Where can you go bare in Vienna? You'll be happy to note that nudism is allowed at the southeast Donauinsel in Vienna.
The largest nude beach in Austria is on the shores of the Danube River, east of Vienna. It is an artificial island. The area where you can remove your clothing begins from Steinspornbrücke and ends at the southeast end of Donauinsel. FKK is written on the roads to guide you to the right spot.
The area directly across from the marker on the Donauinsel is designated as a gay beach on many maps.
Food & Drink
There are some restaurants on the dam where it is acceptable to dine nude. Some days, there is also an ice cream vendor who drives around and also sells beverages.
The beach is free; there is no nudist club at this site.
- By Car - Drive down the Kaisermühlendamm. If you are coming from the Südosttangente and cross the Danube River, take the exit for Olhafen Lobau and follow the road until you see a large oil refinery on the left-hand side. When you spot railway carriages on the left side, there will be parking spots over the next 2-3 kilometers. As you leave the car, walk up the dam on the right side of the road and down to the water. The water is crossable by two bridges and a swimming bridge. You can also get to the Donauinsel, another nudist beach. Parking can be challenging on weekends after 9 a.m. or after 11 a.m. on sunny days during the week.
- By Bus - Line 91A will take you to Station Roter Hiasl.
- By Bike - Donauinsel has many bike roads.
The Hilton Vienna Danube Waterfront is north and across the river from the FKK beach. It was rebuilt from a 1913 Warehouse and converted to a modern hotel with fitness center, hot tub restaurant, bar and free WiFi.

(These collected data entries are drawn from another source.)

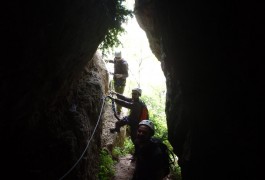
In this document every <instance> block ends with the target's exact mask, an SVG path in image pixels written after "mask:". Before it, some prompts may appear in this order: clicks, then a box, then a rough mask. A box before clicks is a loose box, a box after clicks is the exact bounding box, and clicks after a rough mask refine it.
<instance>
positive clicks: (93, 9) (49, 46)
mask: <svg viewBox="0 0 265 180" xmlns="http://www.w3.org/2000/svg"><path fill="white" fill-rule="evenodd" d="M2 7H4V9H3V11H1V35H2V38H1V42H2V44H3V48H1V50H2V51H1V52H2V53H1V55H2V58H1V64H0V68H1V69H0V77H1V85H0V87H1V88H0V94H1V100H0V107H1V108H0V109H1V116H2V118H1V122H0V128H1V129H0V140H1V143H2V146H1V154H2V158H1V162H2V164H3V166H2V168H1V173H0V178H1V179H34V180H36V179H45V180H47V179H59V178H60V177H62V176H63V175H64V174H65V173H67V171H68V170H70V168H71V167H72V166H73V165H74V164H75V163H76V162H77V161H78V158H79V157H80V156H81V154H82V152H83V151H84V149H85V148H86V145H87V141H88V139H89V138H90V137H91V135H92V132H93V129H94V128H95V125H96V121H97V118H98V116H99V113H100V111H99V110H100V108H101V104H102V102H101V97H102V95H104V93H105V91H106V88H105V87H104V85H102V82H103V81H105V80H104V78H103V79H102V76H100V74H102V75H103V74H104V76H107V75H106V70H104V69H101V68H100V66H96V65H95V63H93V62H92V61H91V60H92V59H93V58H92V57H93V56H94V53H95V51H96V50H97V48H98V45H99V44H100V43H101V41H102V40H103V38H104V36H105V34H106V32H107V30H108V28H109V27H110V26H111V23H112V20H113V13H112V12H113V9H114V8H115V2H114V1H112V0H105V1H94V0H88V1H78V0H77V1H68V0H66V1H62V0H59V1H50V0H48V1H32V0H30V1H27V2H22V1H17V0H15V1H12V2H11V1H5V2H3V3H2ZM99 22H100V23H99ZM106 78H107V77H105V79H106ZM100 139H101V125H100V126H99V128H98V131H96V133H95V135H94V138H93V139H92V141H91V144H90V145H89V148H88V150H87V151H86V152H85V154H84V156H83V158H82V159H81V161H80V162H79V163H78V164H77V166H76V167H75V168H74V169H73V170H72V171H71V172H70V173H69V174H68V175H67V176H66V177H65V179H96V174H97V170H98V166H97V165H98V155H99V151H100V147H101V141H100Z"/></svg>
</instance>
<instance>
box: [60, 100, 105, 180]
mask: <svg viewBox="0 0 265 180" xmlns="http://www.w3.org/2000/svg"><path fill="white" fill-rule="evenodd" d="M106 98H107V96H106V97H104V98H102V105H101V109H100V113H99V116H98V120H97V124H96V126H95V128H94V130H93V132H92V135H91V137H90V139H89V140H88V143H87V146H86V148H85V149H84V151H83V153H82V154H81V156H80V158H79V159H78V160H77V161H76V163H75V164H74V165H73V166H72V167H71V168H70V169H69V170H68V171H67V172H66V173H65V174H64V175H63V176H62V177H61V178H60V179H59V180H62V179H64V178H65V177H66V176H67V175H68V174H69V173H70V172H71V171H72V170H73V169H74V168H75V167H76V165H77V164H78V163H79V162H80V160H81V159H82V158H83V156H84V154H85V152H86V151H87V149H88V147H89V144H90V142H91V140H92V138H93V137H94V134H95V132H96V129H97V127H98V124H99V121H100V119H101V116H102V111H103V107H104V105H105V100H106Z"/></svg>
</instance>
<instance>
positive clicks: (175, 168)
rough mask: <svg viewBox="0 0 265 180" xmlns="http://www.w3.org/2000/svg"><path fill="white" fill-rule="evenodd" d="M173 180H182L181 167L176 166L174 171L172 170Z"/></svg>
mask: <svg viewBox="0 0 265 180" xmlns="http://www.w3.org/2000/svg"><path fill="white" fill-rule="evenodd" d="M170 176H171V179H175V180H182V177H181V169H180V167H179V165H177V164H176V165H175V166H174V167H173V169H172V170H171V175H170Z"/></svg>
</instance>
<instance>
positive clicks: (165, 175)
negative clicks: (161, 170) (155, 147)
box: [151, 138, 175, 177]
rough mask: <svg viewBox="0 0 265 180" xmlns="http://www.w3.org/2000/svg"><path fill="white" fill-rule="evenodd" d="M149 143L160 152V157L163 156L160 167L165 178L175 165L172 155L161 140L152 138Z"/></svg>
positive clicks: (165, 145)
mask: <svg viewBox="0 0 265 180" xmlns="http://www.w3.org/2000/svg"><path fill="white" fill-rule="evenodd" d="M151 141H152V142H153V143H155V144H156V145H157V146H158V147H159V148H160V150H161V151H162V156H163V163H162V167H163V169H164V177H166V176H167V175H168V174H169V173H170V170H171V169H172V166H173V165H174V164H175V159H174V153H173V152H172V151H170V150H169V148H168V147H167V145H166V144H164V143H163V142H162V140H160V139H158V138H152V139H151Z"/></svg>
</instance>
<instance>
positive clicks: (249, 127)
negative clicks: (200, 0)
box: [138, 1, 265, 180]
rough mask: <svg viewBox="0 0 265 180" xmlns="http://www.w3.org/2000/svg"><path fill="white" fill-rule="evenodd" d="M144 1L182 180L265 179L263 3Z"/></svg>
mask: <svg viewBox="0 0 265 180" xmlns="http://www.w3.org/2000/svg"><path fill="white" fill-rule="evenodd" d="M138 5H139V7H138V16H139V17H138V21H143V22H141V23H140V25H142V26H143V27H142V28H143V29H145V30H146V31H147V33H146V34H147V36H148V38H149V42H150V43H153V44H154V45H150V47H151V48H154V47H156V49H152V51H153V52H154V54H156V56H157V57H158V59H160V60H161V62H162V64H163V65H162V68H163V70H164V74H165V76H166V79H167V104H166V114H167V122H168V130H169V140H170V142H171V144H172V146H173V147H174V152H175V153H176V154H177V156H178V157H179V162H178V163H179V165H181V167H182V173H183V179H188V180H190V179H260V178H258V176H261V177H264V175H263V174H262V169H261V167H262V164H261V162H262V161H263V160H264V157H263V156H262V155H261V154H262V153H261V152H262V151H264V139H263V132H264V119H265V118H264V104H265V103H264V97H265V94H264V92H265V91H264V90H265V89H264V83H263V82H264V77H265V76H264V75H265V74H264V70H263V68H264V65H263V62H262V61H263V60H264V53H263V52H264V50H263V49H264V30H265V27H264V22H265V21H264V20H265V18H264V17H265V15H264V7H265V6H264V3H262V2H260V3H257V2H246V3H245V2H237V1H220V2H216V1H215V2H201V1H200V2H199V1H189V2H180V1H176V2H174V4H173V2H171V1H163V2H162V1H138ZM141 8H142V9H141ZM148 14H152V15H153V17H154V18H151V17H140V16H145V15H147V16H148ZM145 20H147V21H148V22H144V21H145ZM150 24H151V25H150ZM159 48H160V49H159Z"/></svg>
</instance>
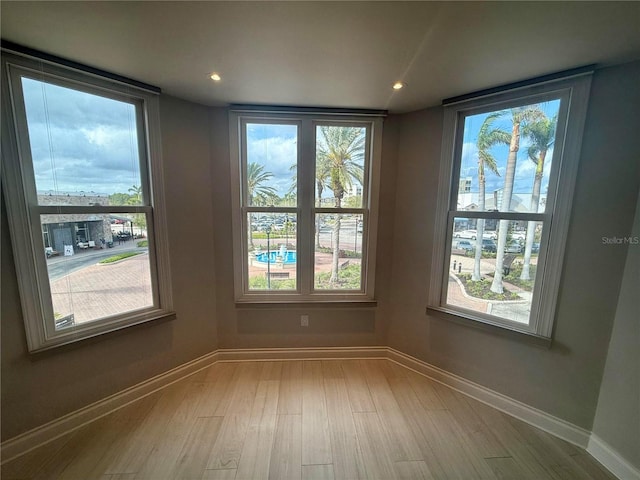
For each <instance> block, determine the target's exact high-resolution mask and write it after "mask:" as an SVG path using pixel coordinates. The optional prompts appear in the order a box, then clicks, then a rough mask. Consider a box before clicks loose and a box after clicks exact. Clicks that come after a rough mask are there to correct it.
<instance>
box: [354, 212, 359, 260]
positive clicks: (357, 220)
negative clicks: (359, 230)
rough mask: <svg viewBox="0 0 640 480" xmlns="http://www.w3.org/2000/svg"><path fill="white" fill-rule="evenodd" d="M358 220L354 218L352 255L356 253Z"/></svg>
mask: <svg viewBox="0 0 640 480" xmlns="http://www.w3.org/2000/svg"><path fill="white" fill-rule="evenodd" d="M359 223H360V220H359V219H357V218H356V229H355V230H354V232H353V238H354V240H353V253H354V254H355V253H358V224H359Z"/></svg>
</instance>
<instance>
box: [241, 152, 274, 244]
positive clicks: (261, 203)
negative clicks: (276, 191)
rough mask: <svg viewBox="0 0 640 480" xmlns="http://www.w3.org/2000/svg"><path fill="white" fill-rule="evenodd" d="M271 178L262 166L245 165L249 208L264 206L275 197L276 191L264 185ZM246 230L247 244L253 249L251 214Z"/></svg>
mask: <svg viewBox="0 0 640 480" xmlns="http://www.w3.org/2000/svg"><path fill="white" fill-rule="evenodd" d="M271 177H273V174H272V173H271V172H265V171H264V165H260V164H258V163H256V162H251V163H249V164H248V165H247V202H248V205H249V206H255V205H265V204H266V203H267V202H268V200H269V199H272V198H273V197H274V196H275V195H276V189H275V188H273V187H270V186H267V185H264V183H265V182H267V181H268V180H269V179H271ZM247 228H248V230H249V233H248V234H249V244H250V245H251V248H253V235H252V234H251V232H252V228H251V214H249V216H248V218H247Z"/></svg>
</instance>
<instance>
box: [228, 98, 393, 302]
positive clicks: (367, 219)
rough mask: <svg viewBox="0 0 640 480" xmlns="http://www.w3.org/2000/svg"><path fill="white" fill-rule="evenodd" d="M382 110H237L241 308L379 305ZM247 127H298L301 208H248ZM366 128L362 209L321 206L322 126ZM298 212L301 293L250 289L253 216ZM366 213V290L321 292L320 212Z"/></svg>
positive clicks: (234, 290)
mask: <svg viewBox="0 0 640 480" xmlns="http://www.w3.org/2000/svg"><path fill="white" fill-rule="evenodd" d="M383 115H384V113H381V112H372V113H366V112H365V113H349V112H343V111H340V112H338V111H331V110H321V109H309V110H307V109H280V108H277V107H274V108H273V109H268V108H267V109H265V108H260V109H254V108H252V107H242V106H240V107H237V106H236V107H232V108H231V109H230V110H229V133H230V161H231V193H232V212H233V216H232V236H233V245H234V248H233V262H234V295H235V302H236V305H238V306H241V305H251V304H265V305H268V304H280V305H282V304H302V303H303V304H327V303H338V304H343V305H344V304H349V303H353V304H358V305H375V294H374V287H375V258H376V237H377V224H378V222H377V216H378V191H379V181H380V180H379V178H380V163H381V158H380V156H381V146H382V124H383ZM247 123H268V124H295V125H297V126H298V138H297V146H298V149H297V155H298V156H297V165H298V168H297V205H296V206H295V207H249V208H248V207H247V205H246V203H247V202H246V200H247V195H246V191H245V190H246V188H245V185H244V178H245V174H246V168H247V161H246V138H245V135H246V128H245V126H246V125H247ZM341 124H343V125H344V126H360V127H365V128H366V129H367V135H368V139H367V142H366V151H365V156H366V158H368V160H366V162H367V163H368V165H366V166H365V178H364V183H367V181H368V185H365V184H363V194H362V195H363V205H362V208H346V207H343V208H340V209H339V210H338V209H336V208H335V207H317V206H316V204H315V195H316V190H315V165H316V127H317V126H319V125H341ZM271 211H278V212H282V213H294V214H295V215H296V220H297V231H296V235H297V251H298V259H299V261H298V262H297V264H296V278H297V282H296V290H295V291H293V290H249V288H248V285H249V275H248V244H247V241H248V231H247V220H246V218H247V213H248V212H271ZM337 211H339V213H341V214H349V213H356V214H362V215H363V218H364V228H363V231H362V235H363V239H362V252H363V253H362V264H361V265H362V287H361V289H360V290H357V291H356V290H315V289H314V286H313V279H314V255H313V253H314V251H315V222H314V218H315V215H316V214H322V213H336V212H337Z"/></svg>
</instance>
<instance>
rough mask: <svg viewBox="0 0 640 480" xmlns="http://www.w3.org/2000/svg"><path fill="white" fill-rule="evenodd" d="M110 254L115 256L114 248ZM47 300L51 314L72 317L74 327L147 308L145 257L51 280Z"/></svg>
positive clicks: (93, 267) (148, 296)
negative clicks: (117, 314) (83, 324)
mask: <svg viewBox="0 0 640 480" xmlns="http://www.w3.org/2000/svg"><path fill="white" fill-rule="evenodd" d="M129 248H130V246H129ZM110 251H112V252H114V254H117V253H118V252H117V249H116V248H114V249H110ZM51 299H52V302H53V311H54V314H55V315H56V316H63V317H64V316H66V315H69V314H73V315H74V319H75V323H76V324H78V323H84V322H89V321H92V320H97V319H99V318H103V317H108V316H111V315H117V314H119V313H123V312H127V311H130V310H136V309H140V308H145V307H149V306H151V305H153V293H152V289H151V272H150V268H149V254H148V253H147V252H144V253H141V254H139V255H136V256H134V257H130V258H127V259H125V260H122V261H120V262H116V263H113V264H98V263H96V264H95V265H91V266H89V267H85V268H82V269H80V270H77V271H75V272H72V273H70V274H68V275H66V276H64V277H62V278H60V279H58V280H54V281H53V282H51Z"/></svg>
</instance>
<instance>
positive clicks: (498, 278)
mask: <svg viewBox="0 0 640 480" xmlns="http://www.w3.org/2000/svg"><path fill="white" fill-rule="evenodd" d="M510 113H511V121H512V124H511V137H510V138H511V139H510V141H509V155H508V156H507V168H506V171H505V174H504V189H503V190H502V211H503V212H508V211H509V210H511V197H512V195H513V182H514V178H515V174H516V161H517V158H518V151H519V150H520V133H521V128H522V127H523V126H526V125H527V124H528V123H530V122H535V121H537V120H539V119H540V118H542V116H543V113H542V111H541V110H540V108H539V107H538V106H537V105H527V106H523V107H516V108H512V109H511V111H510ZM499 228H500V231H499V234H498V251H497V253H496V271H495V273H494V275H493V282H492V284H491V291H492V292H494V293H503V292H504V288H503V286H502V269H503V266H504V249H505V247H506V245H507V230H508V228H509V220H500V227H499Z"/></svg>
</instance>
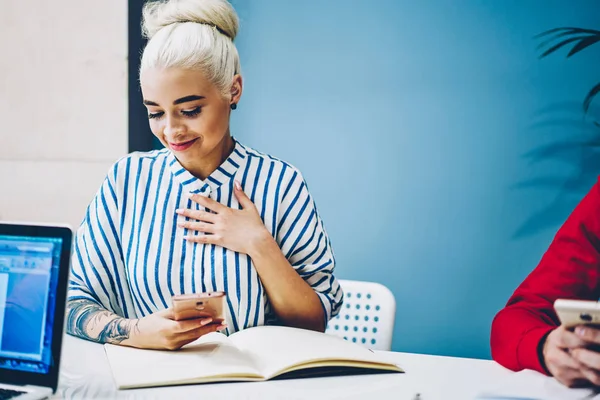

Vienna and Its Attitude Toward Nudity
Vienna, as staid as it might be in your mind, has a history of nudity, and not only in art. When Austria's Leopold museum mounted an exhibition called "Nude Men from 1800 to Today" demand grew for the idea of visiting the exhibition in the altogether. A day was set aside for such things.
The exhibition was one of the most successful at the Leopold Museum with more than 100,000 visitors.